I'm non-binary myself. I know that being nb is different for every single person, but when I thought I'd get a super hot dragon hunter who knew their **bleep**, and could break me in half if I wanted, I instead got a whiney teenager who exploded over every little thing their mom did and said, no matter if their mom maybe maybe maybe had her own reasons that were far more complex and nuanced than Taash would even consider. There was so much potential there for layered exploration -- the trauma children experience through no fault of their own because of the trauma their refugee parents experienced, the frustration and pain felt when you think a parent doesn't understand or accept you, how relationships change between adult children and parents. But the game bit off more than it could chew, spit out most of it, and the absence of substance is deeply felt.
Were Taash's tantrums and struggle realistic? Sure. Was it sexy? Absolutely not. It killed every desire I had to try to romance Taash, and actually repulsed me that Rook is almost a parental figure molding Taash into who Rook encourages them to be -- and I hear that Taash is the most overtly steamy romance out of all the companions? Major major ick. A friend, a mentor, okay I can appreciate the character arc Taash goes through. But not a lover.
- cornerbite2 months agoSeasoned Adventurer
I'm convinced there were 0 adults in the room writing Taash. It was all Weekes and very likely they didn't accept any criticism.
We saw that play out once before in ME3. I can't believe BioWare didn't learn their lesson.
- GrainneG12 months agoRising Rookie
Didn't David Gaider either do an interview or say on social media that he had to reign Weekes' writing in during the development of Inquisition? It sounds like the game needed Gaider.
The thing with ME3 didn't have anything to do with Weekes though, the ending was all Hack Walters and Casey Hudson, one of the other devs said they wrote the ending without any input from the other writers.
- Emileeta2 months agoSeasoned Novice
I completely agree!
I'm not nb, but I did struggle with being a girl between 11 and 16 where I only really dressed like a boy except church.
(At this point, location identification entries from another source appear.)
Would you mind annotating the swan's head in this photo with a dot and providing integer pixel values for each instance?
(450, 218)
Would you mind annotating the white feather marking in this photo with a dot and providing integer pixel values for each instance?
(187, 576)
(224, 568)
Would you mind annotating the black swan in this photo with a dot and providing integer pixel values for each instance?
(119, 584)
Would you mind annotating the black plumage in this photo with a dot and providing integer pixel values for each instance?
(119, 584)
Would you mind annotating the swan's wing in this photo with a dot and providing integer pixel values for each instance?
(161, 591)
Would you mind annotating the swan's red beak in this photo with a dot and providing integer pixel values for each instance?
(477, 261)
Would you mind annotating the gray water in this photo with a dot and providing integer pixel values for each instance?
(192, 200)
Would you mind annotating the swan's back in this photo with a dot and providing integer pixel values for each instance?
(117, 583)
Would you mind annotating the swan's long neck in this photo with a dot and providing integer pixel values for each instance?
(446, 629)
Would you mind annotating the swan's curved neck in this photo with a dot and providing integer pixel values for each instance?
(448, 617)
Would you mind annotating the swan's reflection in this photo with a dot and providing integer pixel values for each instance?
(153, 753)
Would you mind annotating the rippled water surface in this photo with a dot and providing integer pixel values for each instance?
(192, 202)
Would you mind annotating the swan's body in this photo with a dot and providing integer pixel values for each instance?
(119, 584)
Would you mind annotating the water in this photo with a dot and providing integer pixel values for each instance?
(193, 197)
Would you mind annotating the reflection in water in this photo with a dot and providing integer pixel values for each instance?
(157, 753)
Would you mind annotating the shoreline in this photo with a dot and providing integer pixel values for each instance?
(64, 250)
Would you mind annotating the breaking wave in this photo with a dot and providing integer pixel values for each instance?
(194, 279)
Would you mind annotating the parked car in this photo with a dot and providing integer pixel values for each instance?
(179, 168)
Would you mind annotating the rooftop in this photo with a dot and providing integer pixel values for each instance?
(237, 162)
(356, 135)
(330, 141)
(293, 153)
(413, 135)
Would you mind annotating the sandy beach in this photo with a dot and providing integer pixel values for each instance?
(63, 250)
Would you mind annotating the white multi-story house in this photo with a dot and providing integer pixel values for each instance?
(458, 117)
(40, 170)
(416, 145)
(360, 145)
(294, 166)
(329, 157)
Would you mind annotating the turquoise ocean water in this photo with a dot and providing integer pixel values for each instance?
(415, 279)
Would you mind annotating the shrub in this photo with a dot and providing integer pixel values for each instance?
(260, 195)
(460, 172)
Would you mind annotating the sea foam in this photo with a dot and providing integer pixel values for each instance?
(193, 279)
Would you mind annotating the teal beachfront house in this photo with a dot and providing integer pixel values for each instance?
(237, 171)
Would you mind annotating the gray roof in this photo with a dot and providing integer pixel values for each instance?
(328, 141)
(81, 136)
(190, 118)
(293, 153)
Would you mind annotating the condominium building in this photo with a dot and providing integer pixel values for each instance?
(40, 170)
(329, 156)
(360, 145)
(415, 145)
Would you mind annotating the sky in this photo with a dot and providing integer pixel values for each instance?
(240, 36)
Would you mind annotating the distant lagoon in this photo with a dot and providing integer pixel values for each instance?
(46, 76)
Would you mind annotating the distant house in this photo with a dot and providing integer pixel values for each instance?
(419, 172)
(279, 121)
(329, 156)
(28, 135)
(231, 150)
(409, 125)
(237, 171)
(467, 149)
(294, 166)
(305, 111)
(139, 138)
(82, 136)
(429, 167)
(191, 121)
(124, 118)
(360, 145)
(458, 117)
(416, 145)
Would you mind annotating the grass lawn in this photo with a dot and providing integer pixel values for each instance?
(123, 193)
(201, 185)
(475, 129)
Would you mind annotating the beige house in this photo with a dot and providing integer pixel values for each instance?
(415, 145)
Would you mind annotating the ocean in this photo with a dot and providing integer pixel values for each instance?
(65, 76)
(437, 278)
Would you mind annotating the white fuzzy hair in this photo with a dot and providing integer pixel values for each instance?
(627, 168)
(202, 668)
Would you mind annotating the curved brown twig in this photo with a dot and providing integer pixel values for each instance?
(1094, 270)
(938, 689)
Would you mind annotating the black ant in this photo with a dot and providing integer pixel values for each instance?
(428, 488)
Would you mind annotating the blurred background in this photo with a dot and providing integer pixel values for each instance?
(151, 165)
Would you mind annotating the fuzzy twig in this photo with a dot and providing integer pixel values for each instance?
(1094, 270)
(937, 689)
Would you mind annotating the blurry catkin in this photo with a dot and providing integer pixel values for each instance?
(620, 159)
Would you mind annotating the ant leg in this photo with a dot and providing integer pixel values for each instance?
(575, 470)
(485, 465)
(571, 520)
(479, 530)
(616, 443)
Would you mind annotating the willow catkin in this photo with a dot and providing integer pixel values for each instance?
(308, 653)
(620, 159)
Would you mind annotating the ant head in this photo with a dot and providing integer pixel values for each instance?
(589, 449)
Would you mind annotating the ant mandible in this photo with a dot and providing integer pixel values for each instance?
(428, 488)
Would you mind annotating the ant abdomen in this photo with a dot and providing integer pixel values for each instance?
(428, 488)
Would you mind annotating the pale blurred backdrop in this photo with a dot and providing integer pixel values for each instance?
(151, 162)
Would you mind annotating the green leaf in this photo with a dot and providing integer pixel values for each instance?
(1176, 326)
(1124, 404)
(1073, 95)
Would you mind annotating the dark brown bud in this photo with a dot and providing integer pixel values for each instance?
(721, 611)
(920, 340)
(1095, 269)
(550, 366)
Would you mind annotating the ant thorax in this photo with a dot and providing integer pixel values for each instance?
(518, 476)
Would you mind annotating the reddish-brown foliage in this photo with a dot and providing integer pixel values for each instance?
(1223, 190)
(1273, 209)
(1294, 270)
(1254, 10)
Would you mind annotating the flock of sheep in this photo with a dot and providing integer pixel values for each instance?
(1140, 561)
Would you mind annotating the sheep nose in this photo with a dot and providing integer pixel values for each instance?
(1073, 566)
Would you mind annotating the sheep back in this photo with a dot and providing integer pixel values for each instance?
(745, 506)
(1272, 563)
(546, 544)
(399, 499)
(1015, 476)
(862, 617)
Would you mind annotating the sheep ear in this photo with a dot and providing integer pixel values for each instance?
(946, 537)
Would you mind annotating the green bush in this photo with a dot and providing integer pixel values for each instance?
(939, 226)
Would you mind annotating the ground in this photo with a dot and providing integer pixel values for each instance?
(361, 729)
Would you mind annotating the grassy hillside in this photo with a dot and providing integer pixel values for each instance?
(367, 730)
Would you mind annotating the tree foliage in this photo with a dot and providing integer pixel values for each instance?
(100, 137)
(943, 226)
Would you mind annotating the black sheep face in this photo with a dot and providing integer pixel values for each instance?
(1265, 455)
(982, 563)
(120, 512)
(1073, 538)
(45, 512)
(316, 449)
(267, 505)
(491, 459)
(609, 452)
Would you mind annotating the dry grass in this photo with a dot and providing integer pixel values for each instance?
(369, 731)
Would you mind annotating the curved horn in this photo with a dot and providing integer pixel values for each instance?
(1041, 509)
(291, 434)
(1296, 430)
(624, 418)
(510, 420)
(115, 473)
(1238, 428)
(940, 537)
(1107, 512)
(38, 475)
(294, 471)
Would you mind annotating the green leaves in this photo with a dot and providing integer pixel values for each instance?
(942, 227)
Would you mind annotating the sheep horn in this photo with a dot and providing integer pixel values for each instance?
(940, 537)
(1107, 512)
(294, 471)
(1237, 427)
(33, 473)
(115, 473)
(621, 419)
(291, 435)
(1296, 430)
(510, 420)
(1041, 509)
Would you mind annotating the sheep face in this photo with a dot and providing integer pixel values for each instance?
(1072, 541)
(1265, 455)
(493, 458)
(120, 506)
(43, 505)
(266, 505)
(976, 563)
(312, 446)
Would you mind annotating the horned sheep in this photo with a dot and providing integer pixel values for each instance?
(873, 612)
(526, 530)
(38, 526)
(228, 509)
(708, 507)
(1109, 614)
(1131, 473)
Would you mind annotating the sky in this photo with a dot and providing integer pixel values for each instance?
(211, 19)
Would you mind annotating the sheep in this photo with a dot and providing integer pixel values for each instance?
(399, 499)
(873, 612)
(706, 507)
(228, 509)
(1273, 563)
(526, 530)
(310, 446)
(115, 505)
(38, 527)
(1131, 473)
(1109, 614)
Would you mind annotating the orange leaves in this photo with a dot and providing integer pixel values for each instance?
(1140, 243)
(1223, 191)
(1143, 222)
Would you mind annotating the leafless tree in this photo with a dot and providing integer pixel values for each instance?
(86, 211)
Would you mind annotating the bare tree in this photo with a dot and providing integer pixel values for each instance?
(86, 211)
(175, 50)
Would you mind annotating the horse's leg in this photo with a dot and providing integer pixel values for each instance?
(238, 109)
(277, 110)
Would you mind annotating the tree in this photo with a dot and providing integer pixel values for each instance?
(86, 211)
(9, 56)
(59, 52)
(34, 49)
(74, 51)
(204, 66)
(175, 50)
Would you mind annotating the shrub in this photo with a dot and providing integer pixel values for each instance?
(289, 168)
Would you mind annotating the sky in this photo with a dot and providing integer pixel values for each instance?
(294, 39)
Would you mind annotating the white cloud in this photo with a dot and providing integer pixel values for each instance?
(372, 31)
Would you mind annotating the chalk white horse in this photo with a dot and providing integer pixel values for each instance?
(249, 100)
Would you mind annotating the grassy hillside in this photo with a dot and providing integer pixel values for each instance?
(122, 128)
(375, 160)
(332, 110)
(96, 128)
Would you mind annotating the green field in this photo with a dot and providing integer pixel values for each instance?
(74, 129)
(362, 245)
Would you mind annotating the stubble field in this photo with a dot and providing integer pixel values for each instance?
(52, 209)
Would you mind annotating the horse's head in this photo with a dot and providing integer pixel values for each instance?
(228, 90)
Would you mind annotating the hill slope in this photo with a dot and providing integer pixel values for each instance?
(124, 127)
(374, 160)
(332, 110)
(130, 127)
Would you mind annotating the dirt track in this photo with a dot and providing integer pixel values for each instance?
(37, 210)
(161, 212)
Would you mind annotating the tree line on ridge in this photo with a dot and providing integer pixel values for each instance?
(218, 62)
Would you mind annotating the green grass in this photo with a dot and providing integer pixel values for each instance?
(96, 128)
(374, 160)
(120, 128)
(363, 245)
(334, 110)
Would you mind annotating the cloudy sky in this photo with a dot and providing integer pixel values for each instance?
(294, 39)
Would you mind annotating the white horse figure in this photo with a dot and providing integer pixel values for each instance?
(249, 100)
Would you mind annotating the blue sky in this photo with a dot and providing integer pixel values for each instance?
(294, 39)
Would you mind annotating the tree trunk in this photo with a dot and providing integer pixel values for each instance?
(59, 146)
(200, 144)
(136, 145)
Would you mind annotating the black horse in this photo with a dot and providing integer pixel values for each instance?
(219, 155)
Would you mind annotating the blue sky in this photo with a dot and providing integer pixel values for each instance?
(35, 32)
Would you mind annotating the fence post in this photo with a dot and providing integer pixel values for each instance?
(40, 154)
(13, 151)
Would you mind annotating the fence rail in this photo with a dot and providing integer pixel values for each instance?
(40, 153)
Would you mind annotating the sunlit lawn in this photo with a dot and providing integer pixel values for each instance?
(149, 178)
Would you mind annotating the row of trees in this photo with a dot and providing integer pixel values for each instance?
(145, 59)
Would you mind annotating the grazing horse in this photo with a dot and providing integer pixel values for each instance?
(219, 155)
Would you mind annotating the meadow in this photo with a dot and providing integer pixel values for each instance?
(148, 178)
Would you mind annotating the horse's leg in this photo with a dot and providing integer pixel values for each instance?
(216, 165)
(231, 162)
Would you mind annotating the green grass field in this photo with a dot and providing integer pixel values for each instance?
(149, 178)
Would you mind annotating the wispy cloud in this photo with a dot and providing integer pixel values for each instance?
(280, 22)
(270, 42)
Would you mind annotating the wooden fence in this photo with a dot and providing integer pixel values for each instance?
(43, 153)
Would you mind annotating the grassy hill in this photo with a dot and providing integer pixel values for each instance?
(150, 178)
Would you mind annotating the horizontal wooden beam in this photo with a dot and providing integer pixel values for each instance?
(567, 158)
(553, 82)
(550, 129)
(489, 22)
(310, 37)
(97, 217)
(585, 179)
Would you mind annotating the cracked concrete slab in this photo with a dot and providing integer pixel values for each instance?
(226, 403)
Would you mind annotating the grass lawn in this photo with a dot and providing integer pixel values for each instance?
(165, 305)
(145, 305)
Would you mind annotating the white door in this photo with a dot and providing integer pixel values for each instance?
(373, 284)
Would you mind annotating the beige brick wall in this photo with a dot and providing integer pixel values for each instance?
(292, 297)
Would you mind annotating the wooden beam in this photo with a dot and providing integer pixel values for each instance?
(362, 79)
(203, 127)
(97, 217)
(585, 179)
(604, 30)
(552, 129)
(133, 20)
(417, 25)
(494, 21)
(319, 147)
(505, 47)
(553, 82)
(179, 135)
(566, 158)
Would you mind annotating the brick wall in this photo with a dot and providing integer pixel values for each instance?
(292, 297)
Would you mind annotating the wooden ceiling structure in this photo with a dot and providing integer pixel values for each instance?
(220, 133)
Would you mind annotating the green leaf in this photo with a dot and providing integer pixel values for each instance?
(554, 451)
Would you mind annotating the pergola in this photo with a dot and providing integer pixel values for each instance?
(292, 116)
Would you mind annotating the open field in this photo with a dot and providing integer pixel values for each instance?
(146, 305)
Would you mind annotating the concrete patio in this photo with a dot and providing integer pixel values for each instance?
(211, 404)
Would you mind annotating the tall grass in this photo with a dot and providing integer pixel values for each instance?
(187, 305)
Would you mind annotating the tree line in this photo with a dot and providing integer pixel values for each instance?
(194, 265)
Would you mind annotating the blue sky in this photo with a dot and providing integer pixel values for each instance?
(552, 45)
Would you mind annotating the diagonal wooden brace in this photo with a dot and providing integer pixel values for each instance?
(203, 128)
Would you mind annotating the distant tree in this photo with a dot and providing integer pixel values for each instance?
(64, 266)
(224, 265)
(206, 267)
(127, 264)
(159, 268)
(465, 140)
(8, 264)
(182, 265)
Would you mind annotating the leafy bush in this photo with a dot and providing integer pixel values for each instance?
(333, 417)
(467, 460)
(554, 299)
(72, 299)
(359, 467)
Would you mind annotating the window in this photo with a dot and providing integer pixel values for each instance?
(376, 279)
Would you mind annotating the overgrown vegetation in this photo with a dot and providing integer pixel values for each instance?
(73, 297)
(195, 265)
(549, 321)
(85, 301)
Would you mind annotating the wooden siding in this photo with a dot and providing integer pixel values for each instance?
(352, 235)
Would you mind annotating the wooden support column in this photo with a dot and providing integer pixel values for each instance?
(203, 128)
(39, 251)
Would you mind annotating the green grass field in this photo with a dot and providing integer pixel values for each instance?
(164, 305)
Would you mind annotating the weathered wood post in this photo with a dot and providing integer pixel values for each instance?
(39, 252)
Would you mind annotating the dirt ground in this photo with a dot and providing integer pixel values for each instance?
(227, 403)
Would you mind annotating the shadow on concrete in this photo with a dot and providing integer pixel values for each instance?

So I completely understand that aspect of Taash's story. But I'm also a child of an immigrant mother and if at any point in my life someone told me I had to choose between embracing the country I live in or my mother's culture, I'd laugh in their face and tell them to kindly fark off. And I don't even have a super close relationship with my mum.
You're right. It's a very ironically binary choice to make for Taash and weird that Rook is the one making it in the first place. Like why would Taash even need to pick between them? It's not as if Isabella would throw Taash out if they didn't label themself as Rivani or Qun. There are so many points where I felt Taash was still mentally a child, 13 at most. Like how (ironically again!) Taash wouldn't call Emmerich by his name, even though he constantly asked them to respect his wishes to be called Emmerich... it was bratty and a huge turn off.